I didn’t learn about stillness, about just being, until I had to. And I don’t think it’s coincidental that the more I just be and the more gratitude I have for my life, the happier I am.
My bouts of depression have always had a chicken-and-the-egg quality to them. Was I on a downward spiral of depression throughout my mid-20s? Or was it from my stressful and demanding job and how hard I was on myself about not being the most amazing person ever? Did I feel depressed because I studied abroad in Eastern Europe away from my family and my friends? Or was I depressed already and that trip just exacerbated it?
I don’t think there are necessarily answers other than “both.” Just the way my mom is inclined to bruise easily if she knocks her leg on a coffee table, I’m inclined to get depressed easily. I wouldn’t have chosen to be this way if I had the choice. But since this is what the lottery stuck me with, I’ve learned how to cope with it.
There’s a song by Ani Di Franco that I used to listen to a lot in college, coincidentally enough when I was depressed while studying abroad in Prague for a semester. I think “Slide” might be a breakup song for Ani, about getting over a lover. But for me it’s a song about being stuck in depression and having to get yourself unstuck. It’s about being sick and having to get yourself well.
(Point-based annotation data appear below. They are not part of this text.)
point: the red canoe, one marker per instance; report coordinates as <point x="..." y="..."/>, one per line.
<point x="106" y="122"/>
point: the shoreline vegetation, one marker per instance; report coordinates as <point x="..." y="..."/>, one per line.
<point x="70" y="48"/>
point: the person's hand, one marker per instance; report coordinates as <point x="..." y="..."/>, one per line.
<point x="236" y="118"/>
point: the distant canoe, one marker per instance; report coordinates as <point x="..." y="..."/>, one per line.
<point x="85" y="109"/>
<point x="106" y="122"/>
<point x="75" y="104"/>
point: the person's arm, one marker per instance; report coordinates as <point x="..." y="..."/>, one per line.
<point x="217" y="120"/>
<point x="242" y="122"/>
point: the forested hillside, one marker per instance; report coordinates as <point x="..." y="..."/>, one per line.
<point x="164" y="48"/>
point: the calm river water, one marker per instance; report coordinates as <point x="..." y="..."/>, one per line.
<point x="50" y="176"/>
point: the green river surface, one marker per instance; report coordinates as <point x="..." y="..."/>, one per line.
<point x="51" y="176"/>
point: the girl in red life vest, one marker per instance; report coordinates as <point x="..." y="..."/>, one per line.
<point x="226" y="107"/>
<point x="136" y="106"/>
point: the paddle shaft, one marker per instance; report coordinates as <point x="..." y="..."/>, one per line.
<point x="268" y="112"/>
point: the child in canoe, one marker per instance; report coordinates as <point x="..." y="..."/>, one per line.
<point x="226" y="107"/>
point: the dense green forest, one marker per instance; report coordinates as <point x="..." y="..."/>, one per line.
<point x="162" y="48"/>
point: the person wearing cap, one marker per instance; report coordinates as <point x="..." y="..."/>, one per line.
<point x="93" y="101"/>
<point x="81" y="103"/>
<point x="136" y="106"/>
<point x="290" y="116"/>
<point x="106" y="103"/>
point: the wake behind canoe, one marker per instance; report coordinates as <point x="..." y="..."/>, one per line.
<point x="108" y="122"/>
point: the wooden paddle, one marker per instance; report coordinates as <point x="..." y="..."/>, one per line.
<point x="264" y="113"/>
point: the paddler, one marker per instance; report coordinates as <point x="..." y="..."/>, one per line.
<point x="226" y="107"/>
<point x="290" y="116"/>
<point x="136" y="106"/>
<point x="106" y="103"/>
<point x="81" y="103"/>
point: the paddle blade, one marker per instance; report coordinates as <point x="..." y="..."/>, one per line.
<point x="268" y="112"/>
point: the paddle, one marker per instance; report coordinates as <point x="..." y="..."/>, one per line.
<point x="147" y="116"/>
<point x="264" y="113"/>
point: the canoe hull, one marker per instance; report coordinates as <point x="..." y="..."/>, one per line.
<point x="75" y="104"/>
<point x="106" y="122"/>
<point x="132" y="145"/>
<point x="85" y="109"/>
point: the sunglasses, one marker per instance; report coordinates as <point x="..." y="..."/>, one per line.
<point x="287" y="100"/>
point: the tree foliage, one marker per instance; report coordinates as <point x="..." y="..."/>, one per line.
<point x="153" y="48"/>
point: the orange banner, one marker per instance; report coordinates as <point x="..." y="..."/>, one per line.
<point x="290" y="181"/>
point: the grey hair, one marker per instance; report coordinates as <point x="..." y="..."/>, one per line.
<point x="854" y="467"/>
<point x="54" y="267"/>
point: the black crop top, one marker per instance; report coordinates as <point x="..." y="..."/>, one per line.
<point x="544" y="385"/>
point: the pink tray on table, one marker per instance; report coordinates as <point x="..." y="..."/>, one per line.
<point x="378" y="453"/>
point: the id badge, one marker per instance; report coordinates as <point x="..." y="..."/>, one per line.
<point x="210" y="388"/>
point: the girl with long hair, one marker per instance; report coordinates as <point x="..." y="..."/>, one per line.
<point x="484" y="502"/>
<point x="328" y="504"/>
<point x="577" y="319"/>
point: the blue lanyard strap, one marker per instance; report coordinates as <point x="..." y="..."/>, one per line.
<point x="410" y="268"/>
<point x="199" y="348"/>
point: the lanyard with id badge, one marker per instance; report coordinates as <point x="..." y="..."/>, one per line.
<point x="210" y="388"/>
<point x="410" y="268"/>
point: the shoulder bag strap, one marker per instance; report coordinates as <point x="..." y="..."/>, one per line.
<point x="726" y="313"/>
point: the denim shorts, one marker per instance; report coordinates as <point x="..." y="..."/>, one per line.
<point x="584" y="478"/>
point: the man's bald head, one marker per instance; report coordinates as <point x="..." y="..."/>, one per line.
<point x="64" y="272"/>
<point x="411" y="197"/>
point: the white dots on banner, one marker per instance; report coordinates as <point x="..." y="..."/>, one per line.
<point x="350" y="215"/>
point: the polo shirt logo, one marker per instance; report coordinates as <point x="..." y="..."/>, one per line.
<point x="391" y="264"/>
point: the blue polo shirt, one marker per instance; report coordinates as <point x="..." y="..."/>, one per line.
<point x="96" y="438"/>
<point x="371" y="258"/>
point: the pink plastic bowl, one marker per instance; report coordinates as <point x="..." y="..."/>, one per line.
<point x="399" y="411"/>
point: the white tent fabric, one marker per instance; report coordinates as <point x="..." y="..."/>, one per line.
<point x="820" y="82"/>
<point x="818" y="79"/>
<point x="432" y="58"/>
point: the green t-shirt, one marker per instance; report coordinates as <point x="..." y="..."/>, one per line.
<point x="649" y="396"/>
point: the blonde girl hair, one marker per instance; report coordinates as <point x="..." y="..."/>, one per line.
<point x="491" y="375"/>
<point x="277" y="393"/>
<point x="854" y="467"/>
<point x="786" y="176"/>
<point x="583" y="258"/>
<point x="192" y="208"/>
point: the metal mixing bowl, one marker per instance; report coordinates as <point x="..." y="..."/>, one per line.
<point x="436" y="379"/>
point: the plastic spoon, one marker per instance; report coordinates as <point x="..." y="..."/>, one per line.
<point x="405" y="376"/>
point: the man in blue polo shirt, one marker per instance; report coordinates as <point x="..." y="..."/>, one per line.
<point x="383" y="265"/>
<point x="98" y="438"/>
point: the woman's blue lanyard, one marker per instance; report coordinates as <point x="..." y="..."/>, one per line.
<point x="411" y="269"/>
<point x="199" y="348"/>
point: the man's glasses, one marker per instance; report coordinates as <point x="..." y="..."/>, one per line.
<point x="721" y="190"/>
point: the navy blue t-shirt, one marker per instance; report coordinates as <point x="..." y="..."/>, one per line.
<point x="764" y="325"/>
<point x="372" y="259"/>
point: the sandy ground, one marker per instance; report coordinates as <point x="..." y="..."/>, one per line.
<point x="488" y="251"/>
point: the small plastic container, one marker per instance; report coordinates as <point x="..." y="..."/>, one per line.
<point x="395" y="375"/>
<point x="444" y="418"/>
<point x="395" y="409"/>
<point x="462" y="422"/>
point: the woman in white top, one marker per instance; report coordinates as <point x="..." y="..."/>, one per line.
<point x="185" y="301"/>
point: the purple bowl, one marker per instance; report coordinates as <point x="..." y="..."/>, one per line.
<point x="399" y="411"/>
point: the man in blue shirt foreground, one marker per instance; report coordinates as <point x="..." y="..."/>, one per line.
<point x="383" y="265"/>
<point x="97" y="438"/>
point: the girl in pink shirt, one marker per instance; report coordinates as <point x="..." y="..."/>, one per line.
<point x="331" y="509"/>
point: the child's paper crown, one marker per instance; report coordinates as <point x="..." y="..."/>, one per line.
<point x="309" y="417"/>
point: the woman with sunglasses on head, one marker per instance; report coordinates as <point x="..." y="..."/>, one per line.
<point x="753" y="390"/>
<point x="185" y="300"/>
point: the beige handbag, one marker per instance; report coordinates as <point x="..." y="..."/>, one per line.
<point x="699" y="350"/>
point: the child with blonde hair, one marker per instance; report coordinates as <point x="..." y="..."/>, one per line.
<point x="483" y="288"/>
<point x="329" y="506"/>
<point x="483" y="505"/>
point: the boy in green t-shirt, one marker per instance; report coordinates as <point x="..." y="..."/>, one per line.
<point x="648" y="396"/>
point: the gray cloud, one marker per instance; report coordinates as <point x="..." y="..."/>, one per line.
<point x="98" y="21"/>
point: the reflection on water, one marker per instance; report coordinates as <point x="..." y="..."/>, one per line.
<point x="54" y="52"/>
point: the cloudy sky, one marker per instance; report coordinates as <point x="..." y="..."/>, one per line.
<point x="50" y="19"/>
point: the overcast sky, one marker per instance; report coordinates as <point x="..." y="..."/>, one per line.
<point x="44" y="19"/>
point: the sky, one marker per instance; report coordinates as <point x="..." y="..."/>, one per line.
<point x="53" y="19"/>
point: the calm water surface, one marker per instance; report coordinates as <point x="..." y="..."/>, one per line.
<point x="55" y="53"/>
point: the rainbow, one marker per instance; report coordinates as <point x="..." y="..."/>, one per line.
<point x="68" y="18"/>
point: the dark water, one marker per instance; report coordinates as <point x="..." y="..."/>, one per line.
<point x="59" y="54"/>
She laid down in her party dress and never got up / Needless to say she missed the party / She just got sad, then she got stuck /She was wincing like something brittle, trying to hard to bend / She was numb with the terror / She was losing her best friend / We never see things changing / We only see them ending / And some vicious whispering voice kept saying / You have no choice, you have no choice
I did hear that vicious whispering; it was palpable. You have no choice, you have no choice. I could continue to lay in bed for hours and hours every day and only experience life with all the colors drained out of it. I could carry in my chest the darkness that at once felt heavy and hollow. But I refused to believe that was the only option. As much as I felt stigmatized and strange for feeling a way everyone else seemed not to, it served as a sort of inspiration. This is a riddle for me to crack; this is a puzzle for me to solve.
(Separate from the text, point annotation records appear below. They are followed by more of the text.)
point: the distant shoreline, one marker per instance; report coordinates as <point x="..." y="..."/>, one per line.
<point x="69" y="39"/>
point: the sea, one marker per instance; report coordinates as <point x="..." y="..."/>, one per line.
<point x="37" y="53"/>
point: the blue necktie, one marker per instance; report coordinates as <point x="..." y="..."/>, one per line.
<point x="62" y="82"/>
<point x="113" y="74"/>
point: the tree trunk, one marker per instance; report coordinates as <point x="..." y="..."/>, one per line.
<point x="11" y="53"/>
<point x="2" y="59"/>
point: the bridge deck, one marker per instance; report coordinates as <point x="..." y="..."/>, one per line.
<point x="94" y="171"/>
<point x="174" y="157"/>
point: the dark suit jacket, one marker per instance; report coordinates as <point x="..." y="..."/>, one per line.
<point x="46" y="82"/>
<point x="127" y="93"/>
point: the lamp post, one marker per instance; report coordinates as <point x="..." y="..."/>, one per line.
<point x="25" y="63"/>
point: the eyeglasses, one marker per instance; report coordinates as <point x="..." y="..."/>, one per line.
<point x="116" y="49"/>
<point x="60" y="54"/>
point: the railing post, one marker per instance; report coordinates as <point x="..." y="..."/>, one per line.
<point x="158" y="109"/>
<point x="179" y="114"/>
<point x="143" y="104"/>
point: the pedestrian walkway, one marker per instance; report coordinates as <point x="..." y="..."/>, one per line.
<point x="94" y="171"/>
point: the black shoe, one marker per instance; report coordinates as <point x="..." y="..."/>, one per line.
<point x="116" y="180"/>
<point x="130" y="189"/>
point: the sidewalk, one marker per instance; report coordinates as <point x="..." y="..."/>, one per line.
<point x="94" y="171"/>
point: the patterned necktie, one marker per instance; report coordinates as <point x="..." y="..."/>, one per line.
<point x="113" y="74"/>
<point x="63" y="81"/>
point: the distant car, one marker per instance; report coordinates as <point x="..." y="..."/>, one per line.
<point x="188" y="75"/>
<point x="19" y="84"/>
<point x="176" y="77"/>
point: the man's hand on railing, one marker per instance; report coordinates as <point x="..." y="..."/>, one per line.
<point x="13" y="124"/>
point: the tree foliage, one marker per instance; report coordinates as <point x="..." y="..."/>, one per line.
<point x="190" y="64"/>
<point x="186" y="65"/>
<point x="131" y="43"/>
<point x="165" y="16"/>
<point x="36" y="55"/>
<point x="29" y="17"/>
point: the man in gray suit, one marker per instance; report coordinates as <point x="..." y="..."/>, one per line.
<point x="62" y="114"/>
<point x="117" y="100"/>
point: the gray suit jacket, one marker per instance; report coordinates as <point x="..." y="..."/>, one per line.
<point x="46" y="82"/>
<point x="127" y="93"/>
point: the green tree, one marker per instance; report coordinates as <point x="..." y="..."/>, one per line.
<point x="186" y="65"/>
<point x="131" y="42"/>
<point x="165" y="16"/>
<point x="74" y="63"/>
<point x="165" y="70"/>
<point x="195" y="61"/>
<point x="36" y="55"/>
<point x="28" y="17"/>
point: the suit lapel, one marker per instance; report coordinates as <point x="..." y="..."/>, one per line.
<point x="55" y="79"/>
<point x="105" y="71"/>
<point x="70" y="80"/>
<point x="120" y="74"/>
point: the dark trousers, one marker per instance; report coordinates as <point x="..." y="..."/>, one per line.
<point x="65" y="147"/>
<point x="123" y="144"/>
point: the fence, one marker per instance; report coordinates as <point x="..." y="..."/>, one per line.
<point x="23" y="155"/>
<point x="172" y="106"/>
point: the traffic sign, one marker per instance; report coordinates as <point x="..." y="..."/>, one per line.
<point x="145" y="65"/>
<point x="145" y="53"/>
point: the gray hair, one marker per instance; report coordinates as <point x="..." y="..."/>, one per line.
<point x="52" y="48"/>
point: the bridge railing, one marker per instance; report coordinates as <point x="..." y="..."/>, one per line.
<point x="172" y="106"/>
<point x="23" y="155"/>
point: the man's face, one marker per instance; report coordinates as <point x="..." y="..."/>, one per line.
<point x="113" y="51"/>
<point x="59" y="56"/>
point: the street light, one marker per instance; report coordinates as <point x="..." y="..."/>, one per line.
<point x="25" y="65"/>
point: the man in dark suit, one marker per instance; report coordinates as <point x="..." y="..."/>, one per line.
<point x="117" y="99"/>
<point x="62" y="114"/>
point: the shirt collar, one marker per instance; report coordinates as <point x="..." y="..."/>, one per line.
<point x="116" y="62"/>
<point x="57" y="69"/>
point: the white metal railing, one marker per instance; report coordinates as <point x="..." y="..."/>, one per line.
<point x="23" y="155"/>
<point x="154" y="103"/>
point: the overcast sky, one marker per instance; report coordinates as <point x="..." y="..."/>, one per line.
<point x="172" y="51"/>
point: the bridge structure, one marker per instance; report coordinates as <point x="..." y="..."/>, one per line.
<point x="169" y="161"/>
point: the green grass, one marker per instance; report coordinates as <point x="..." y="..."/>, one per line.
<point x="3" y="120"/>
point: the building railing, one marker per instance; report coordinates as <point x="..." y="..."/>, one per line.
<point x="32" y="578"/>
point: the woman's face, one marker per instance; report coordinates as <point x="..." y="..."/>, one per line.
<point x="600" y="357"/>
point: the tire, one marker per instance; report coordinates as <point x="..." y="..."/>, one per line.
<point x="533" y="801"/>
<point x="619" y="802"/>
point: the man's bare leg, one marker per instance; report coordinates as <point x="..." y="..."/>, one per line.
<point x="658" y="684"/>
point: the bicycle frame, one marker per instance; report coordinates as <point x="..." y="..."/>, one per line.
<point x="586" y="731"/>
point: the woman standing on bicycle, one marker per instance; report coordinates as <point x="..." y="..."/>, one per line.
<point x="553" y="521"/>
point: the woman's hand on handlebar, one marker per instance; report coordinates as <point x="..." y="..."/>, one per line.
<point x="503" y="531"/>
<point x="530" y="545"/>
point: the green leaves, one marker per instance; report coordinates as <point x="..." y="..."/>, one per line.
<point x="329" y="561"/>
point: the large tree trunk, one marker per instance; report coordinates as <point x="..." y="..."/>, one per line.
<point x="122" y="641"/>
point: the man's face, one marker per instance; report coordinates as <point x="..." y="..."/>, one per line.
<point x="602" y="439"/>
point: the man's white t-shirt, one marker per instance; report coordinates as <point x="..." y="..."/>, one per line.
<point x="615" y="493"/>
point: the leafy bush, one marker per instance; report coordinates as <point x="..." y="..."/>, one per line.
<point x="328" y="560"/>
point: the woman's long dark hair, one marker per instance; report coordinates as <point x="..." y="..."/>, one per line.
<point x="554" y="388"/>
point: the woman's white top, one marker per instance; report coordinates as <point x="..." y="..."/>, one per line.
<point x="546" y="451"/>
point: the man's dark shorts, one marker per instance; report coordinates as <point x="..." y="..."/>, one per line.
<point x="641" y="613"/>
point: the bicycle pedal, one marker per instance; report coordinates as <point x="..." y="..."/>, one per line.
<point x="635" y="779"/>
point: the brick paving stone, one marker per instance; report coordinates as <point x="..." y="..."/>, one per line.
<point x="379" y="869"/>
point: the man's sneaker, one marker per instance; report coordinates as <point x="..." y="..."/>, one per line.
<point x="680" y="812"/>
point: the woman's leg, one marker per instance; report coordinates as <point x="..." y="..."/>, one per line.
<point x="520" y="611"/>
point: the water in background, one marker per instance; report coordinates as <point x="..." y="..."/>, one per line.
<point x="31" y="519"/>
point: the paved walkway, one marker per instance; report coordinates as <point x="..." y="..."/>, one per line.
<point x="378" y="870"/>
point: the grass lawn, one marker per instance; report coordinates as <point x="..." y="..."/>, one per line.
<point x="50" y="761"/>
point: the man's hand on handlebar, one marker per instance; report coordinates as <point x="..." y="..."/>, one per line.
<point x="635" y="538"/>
It took a long time to feel not just not-sick or neutral, but happy. I’m not going to sugarcoat it and pretend it was quick or easy. Constructing a liveable life for yourself is one of the most difficult things I know. I had to do a lot of pruning in my social circle: taking away or putting-at-arms’-length the energy drainers, whether they were acquaintances, colleagues or family members. I had to decide only to work for people who treated me with the respect that I deserve (and then find those people and get them to employ me). I had to make wiser decisions about dating and then, when my heart got broken anyway, dust myself off and try again. I had to take better care of myself: getting the right amount of sleep (not too much or too little), doing talk therapy, not drinking or using drugs to make myself feel better, eating more healthfully and regulating my moods with anti-depressants. When I do all these things, I feel not-sick and neutral. And lately, because I am very lucky, I feel happy.
It’s always surprising to me when it happens: I’ll be walking on a fall afternoon with my boyfriend, the air crisp, and just buying a $1.50 slice of pizza will make me swell with joy. Or I’ll be lazily floating in a public pool. Or walking down the street and discovering there is an entire restaurant devoted to mozzarella. What’s that feeling? I’ll ask myself. I … actually … feel … happy.
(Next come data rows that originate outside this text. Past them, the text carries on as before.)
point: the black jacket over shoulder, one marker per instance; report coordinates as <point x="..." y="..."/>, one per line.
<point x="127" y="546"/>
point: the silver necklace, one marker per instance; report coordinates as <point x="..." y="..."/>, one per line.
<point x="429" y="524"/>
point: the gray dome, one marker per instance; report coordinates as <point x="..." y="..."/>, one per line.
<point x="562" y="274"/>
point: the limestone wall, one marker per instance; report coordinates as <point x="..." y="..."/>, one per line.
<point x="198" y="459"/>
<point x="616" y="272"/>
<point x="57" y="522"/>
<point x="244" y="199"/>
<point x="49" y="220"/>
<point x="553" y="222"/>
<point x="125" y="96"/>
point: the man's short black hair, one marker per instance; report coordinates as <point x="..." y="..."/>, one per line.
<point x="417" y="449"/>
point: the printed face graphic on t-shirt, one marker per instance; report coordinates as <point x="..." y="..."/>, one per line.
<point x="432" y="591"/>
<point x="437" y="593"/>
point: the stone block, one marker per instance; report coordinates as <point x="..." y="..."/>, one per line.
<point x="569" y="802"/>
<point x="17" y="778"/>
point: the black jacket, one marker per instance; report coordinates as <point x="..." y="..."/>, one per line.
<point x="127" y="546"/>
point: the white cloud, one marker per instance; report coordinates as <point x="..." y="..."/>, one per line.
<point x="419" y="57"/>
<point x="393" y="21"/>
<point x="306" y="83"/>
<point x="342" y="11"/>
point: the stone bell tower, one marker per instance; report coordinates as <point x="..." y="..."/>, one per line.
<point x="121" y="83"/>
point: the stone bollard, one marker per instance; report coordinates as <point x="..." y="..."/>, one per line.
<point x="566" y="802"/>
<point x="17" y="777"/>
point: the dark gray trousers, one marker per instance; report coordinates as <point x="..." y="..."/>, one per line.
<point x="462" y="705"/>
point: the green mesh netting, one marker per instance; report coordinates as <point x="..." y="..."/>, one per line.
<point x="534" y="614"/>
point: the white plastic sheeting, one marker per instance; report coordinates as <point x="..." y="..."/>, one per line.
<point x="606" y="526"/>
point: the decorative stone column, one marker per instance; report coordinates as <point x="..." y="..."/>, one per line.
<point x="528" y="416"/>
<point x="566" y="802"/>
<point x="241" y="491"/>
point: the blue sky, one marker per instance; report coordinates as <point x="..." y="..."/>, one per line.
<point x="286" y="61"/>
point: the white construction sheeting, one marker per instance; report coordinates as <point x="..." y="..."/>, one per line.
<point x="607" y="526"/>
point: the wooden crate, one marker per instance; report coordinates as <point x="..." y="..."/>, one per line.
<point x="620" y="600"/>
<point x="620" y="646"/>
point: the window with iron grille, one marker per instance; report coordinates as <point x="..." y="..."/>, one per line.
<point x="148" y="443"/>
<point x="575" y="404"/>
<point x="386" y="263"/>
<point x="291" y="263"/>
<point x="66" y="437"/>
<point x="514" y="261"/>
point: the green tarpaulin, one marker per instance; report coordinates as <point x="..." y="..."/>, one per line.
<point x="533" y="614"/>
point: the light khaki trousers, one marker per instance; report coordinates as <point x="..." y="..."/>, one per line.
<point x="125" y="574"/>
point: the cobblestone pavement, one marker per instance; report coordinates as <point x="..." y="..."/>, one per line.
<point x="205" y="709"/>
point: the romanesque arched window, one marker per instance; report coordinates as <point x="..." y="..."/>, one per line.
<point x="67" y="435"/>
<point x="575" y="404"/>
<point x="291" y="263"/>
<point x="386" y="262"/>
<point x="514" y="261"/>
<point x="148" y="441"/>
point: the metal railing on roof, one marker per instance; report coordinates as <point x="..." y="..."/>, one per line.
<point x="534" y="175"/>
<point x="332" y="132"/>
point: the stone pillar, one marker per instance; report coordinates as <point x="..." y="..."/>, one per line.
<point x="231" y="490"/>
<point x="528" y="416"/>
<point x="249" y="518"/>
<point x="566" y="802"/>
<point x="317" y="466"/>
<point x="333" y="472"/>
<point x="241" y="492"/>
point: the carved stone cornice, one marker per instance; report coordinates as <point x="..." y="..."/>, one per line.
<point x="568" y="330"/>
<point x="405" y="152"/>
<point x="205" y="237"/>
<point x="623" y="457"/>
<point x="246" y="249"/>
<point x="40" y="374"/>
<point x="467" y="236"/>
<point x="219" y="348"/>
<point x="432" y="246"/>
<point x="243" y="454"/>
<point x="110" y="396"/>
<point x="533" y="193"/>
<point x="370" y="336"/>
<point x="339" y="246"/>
But just like I don’t want to sugarcoat the work it took get better, I don’t want to sugarcoat how privileged I feel to even be in that place. Having (some) money helps. I know people who can’t afford talk therapy or antidepressants that I think would benefit from them and that makes me feel sad about the state of mental healthcare in this country. I took on a second job on weekends back in June (despite the long-standing truism for me that working too much/too hard isn’t good for me — I guess I’ll see how that goes) and the extra cash is helping to lift the anxiety of student loan debt. I used to feel riddled with anxiety about debts. Money certainly doesn’t buy happiness but helps solve some problems, that’s for sure! And I feel grateful that I have the option to work for those resources.
I’m far too experienced with the ups-and-downs of depression — I once described it as a pendulum, which is apt — to trust that I’ll feel this good forever. But I do think that with age and experience I’ve learned better how to care for myself, both when I’m sick and when I’m not sick. The learning curve is over; I’m 28 now and I’m in such a better place to take care of myself than I was at 15 or 19 or 24. I actually feel empowered to take care of myself if I feel bad, which in turn, is a good feeling.
It got better for me. I have faith it can get better for you, too.
The National Suicide Prevention help line is 1-800-273-8255. More information about depression, its symptoms and treatment, can be found at the National Institute For Mental Health.